At a national level, there are partially answered questions about where CSOs have comparative advantage in health systems, but there are also largely unanswered questions about what legal, political, institutional or financial mechanisms would support CSO roles in areas of proven effectiveness or what forms of CSO-state co-ordination work best. Neither is it clear which mechanisms, procedures, information and capacities are needed to service the CSO-state relationship. The bibliography highlights one study of different local government areas in Brazil in terms of the features influencing the inclusion and impact of CSO health interventions. Such a structured comparative analysis of different local government systems or of different national systems provides one method for understanding the different dimensions of CSO-state relationships in health. Such research needs however to recognise, analyse and assess the political dimension of (and barriers to) choices being made around CSO-state interactions, for both civil society and state.

Poorly explored across much of the research are the gains and losses of different approaches for the poorest within communities. The research highlights the potential for cost burdens to be shifted to poor households (and women) through poorly structured CSO and state inputs to health. Conversely, it highlights benefits from CSO interventions that:

  • enhance voice of poor communities
  • strengthen processes by which poor people can promote change for themselves
  • match these with accessible, reliable and quality services.

Research on poverty, equity and health will not adequately analyse these burdens and benefits if such social dimensions of health are not given visibility, measured and factored into health research.

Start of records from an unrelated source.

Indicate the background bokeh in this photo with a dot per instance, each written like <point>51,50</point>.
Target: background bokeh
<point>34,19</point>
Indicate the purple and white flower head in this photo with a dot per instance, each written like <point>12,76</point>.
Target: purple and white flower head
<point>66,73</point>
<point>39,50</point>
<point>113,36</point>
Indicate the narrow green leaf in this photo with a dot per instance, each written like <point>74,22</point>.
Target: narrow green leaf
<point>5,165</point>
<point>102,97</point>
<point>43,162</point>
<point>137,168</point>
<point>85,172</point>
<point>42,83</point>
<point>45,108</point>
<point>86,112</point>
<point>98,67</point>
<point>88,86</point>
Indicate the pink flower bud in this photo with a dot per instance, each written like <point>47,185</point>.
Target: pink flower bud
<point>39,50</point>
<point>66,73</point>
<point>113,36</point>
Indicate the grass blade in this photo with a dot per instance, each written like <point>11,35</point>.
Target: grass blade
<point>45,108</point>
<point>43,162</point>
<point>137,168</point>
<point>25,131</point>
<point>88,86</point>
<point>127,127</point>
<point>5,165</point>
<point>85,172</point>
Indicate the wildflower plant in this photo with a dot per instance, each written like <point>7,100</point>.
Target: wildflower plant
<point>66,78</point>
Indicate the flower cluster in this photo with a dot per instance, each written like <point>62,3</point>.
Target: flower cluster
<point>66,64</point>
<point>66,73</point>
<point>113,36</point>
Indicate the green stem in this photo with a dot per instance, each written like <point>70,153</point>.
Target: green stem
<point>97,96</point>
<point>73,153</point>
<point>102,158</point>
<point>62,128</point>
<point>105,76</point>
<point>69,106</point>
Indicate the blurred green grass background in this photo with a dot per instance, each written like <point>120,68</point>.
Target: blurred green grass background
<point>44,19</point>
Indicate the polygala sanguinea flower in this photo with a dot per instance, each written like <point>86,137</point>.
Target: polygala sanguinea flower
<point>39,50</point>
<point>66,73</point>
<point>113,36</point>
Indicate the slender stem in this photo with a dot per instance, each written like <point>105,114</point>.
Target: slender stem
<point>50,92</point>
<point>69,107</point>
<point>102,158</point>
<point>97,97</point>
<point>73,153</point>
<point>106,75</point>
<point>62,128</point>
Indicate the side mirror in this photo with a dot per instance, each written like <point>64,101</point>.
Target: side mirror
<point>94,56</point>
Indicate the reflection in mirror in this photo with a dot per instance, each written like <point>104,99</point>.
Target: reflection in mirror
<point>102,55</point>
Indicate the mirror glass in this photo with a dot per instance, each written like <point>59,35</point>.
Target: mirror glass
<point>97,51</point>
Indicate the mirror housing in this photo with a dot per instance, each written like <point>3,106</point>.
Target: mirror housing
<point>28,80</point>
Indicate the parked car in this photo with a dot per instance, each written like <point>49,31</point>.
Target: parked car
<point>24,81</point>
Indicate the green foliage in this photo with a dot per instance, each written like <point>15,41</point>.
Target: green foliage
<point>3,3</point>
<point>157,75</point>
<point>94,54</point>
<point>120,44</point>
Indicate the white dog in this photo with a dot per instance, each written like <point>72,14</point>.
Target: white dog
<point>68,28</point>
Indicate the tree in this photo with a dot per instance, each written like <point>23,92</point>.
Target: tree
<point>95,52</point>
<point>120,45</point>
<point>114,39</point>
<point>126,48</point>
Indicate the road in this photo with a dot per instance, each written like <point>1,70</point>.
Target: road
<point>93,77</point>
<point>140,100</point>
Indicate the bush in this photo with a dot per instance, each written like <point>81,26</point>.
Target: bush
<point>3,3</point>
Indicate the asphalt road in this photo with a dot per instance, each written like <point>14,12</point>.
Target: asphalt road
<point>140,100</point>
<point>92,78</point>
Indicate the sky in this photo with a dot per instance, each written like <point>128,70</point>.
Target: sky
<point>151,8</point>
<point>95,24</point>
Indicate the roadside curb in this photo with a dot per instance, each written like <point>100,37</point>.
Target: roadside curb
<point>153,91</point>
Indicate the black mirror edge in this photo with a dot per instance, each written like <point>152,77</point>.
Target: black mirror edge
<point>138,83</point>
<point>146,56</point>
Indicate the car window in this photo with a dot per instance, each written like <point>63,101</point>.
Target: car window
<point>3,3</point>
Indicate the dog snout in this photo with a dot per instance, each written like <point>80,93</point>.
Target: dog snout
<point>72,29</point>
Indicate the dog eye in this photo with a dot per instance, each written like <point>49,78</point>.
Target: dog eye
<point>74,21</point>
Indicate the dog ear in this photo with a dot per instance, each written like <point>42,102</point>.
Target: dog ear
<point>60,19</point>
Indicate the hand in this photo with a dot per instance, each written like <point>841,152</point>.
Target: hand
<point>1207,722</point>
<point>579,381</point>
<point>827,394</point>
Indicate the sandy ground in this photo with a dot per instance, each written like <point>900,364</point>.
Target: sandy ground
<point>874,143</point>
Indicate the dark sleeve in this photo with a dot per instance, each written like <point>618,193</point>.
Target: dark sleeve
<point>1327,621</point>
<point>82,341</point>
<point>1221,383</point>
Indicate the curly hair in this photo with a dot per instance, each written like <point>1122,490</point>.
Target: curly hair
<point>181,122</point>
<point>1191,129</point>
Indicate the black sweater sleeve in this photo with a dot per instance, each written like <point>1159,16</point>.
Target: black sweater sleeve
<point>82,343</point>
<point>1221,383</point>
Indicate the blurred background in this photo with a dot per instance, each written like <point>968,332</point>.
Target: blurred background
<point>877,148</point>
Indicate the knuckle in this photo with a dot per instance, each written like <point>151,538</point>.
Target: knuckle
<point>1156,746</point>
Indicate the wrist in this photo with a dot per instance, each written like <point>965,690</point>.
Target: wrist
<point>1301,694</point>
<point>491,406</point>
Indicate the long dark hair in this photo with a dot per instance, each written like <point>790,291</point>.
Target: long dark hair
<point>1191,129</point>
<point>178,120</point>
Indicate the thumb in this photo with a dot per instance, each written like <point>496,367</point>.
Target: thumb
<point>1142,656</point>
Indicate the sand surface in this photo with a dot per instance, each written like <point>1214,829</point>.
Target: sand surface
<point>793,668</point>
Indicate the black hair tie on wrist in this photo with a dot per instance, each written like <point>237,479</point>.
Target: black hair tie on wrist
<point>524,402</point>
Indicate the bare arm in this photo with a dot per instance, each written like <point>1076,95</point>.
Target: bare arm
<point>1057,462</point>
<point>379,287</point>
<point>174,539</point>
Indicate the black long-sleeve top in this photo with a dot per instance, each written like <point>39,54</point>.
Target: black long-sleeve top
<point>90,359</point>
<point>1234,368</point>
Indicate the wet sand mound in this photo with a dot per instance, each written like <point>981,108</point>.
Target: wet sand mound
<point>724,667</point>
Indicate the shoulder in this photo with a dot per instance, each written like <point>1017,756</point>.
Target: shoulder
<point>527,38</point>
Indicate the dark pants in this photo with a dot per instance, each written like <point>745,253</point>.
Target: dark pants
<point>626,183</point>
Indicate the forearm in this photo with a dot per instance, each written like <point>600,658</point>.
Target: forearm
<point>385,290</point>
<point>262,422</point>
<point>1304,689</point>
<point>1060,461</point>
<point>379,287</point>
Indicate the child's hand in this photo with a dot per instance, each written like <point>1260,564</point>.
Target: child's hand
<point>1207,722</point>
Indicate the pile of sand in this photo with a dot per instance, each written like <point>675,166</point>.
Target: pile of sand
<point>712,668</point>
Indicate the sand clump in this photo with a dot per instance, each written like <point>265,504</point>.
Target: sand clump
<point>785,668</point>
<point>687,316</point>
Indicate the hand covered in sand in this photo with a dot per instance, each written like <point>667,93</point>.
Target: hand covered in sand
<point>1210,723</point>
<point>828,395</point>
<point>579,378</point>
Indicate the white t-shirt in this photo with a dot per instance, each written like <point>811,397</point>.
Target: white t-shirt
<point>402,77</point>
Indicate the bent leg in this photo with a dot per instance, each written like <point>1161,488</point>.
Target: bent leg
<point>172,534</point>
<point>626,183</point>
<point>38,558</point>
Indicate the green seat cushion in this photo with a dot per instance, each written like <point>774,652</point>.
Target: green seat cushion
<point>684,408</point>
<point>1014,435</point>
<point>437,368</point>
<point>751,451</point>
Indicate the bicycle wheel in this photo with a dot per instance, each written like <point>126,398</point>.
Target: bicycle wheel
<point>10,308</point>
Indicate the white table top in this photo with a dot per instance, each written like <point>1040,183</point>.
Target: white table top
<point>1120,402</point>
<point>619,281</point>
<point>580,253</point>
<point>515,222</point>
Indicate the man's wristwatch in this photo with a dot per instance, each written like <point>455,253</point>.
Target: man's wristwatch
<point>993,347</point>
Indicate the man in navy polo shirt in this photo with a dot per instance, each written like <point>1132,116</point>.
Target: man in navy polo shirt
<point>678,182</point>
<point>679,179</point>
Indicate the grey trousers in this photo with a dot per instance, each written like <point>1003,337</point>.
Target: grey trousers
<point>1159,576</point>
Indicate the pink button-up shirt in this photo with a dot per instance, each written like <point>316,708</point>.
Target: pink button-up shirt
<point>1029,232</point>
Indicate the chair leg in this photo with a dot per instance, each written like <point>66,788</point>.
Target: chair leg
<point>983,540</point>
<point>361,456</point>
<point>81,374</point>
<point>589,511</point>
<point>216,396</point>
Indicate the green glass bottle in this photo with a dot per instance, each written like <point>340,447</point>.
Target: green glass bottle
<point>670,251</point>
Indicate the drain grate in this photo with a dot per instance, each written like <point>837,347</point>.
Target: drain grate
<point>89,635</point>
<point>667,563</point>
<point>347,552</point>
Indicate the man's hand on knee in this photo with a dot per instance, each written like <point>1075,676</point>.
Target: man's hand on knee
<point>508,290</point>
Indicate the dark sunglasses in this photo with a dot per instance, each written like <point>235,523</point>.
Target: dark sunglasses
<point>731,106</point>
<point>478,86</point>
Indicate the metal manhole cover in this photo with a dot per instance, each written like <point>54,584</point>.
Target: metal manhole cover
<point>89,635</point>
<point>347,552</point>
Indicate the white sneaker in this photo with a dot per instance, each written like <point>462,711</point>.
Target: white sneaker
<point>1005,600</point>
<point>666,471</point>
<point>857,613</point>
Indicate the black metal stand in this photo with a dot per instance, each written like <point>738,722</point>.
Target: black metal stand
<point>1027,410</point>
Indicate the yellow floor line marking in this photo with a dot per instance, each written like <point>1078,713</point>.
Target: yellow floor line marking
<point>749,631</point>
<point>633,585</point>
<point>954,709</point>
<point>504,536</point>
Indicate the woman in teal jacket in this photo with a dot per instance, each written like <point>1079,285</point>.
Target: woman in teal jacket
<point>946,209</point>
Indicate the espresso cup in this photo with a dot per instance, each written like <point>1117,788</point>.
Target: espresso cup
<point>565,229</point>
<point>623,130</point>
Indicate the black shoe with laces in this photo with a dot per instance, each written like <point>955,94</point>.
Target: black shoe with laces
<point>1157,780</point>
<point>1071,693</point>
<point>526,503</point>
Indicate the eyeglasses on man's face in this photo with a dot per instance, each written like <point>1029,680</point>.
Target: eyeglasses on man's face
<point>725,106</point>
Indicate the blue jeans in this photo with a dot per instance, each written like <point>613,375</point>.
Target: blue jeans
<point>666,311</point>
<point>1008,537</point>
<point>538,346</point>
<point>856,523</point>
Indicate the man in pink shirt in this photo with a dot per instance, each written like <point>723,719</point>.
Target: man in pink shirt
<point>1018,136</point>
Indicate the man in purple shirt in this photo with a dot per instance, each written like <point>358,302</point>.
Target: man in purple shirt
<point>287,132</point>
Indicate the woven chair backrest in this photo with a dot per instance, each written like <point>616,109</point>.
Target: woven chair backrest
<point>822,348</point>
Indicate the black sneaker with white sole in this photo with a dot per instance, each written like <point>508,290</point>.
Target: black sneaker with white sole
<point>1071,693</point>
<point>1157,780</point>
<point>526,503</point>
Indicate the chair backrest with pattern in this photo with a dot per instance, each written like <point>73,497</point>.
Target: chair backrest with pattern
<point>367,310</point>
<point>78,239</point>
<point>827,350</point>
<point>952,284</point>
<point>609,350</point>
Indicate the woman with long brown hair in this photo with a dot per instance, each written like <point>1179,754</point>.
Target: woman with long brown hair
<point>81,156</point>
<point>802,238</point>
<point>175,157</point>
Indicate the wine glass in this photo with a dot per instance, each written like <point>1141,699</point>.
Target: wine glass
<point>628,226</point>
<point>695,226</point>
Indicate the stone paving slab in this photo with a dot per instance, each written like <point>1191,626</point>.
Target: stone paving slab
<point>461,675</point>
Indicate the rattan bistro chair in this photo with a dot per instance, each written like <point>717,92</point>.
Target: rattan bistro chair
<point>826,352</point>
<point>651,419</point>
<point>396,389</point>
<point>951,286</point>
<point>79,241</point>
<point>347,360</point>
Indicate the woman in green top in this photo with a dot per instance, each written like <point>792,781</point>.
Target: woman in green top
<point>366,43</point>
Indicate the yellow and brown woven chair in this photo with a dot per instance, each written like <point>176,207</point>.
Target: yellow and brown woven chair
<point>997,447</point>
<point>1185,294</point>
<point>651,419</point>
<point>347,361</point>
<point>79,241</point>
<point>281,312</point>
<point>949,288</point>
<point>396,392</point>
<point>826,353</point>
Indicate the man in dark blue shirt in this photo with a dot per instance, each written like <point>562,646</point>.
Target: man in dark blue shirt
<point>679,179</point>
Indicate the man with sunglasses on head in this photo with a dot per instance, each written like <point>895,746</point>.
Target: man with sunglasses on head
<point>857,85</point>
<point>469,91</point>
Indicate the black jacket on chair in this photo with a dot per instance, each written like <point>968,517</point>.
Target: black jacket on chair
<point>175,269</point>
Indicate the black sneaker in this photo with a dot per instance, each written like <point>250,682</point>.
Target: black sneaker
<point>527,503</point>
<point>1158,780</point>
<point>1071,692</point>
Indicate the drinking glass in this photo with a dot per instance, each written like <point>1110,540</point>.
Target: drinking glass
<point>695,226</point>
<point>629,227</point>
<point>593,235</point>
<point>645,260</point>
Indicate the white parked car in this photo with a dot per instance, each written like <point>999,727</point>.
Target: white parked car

CSO involvement in research processes
While this bibliography was essentially focused on research about CSOs, the final paper on pro-poor policies highlights the role that CSOs have played in providing a link between researchers and communities. More importantly, CSOs have brought community participation into research, to ensure that evidence judged as valid by the poor is included in policy advocacy and programme evaluation. This is highlighted as essential to ensuring the relevance of pro-poor services.

There is scope for further developing and using research tools for organising the perceptions and experience of poor people. Towards this, a number of CSOs use participatory action research as a means to improve both research practice and health outcomes. This type of research builds a role for communities in defining research problems, in the systematic collection of information, in reflection on evidence and identifying and testing areas of action. Such research has been noted in this bibliography, for example, to provide a more valid and socially acceptable definition of beneficiaries for poverty related relief measures than quantitative measures developed by external agencies.

Integrating values into evidence based policy
The series of papers in this bibliography highlight that beyond contributing empirical evidence, CSOs contribute values and perspectives, particularly rights based perspectives. This raises debates outside the domain of quantitative research, but that have far reaching impact. Hence, for example, CSOs face choices of how to deal with political and market interests, and over whether to focus on improving service outreach for poor people or on building the political momentum for wider challenges and responses to poverty.

Strengthening the evidence base for enhanced CSO action on health is an important step to making clearer the values and interests around these choices. It could be argued further that building more participatory forms of generating and reflecting on new knowledge builds insight and analysis within communities and strengthens their voice and agency to make these choices themselves.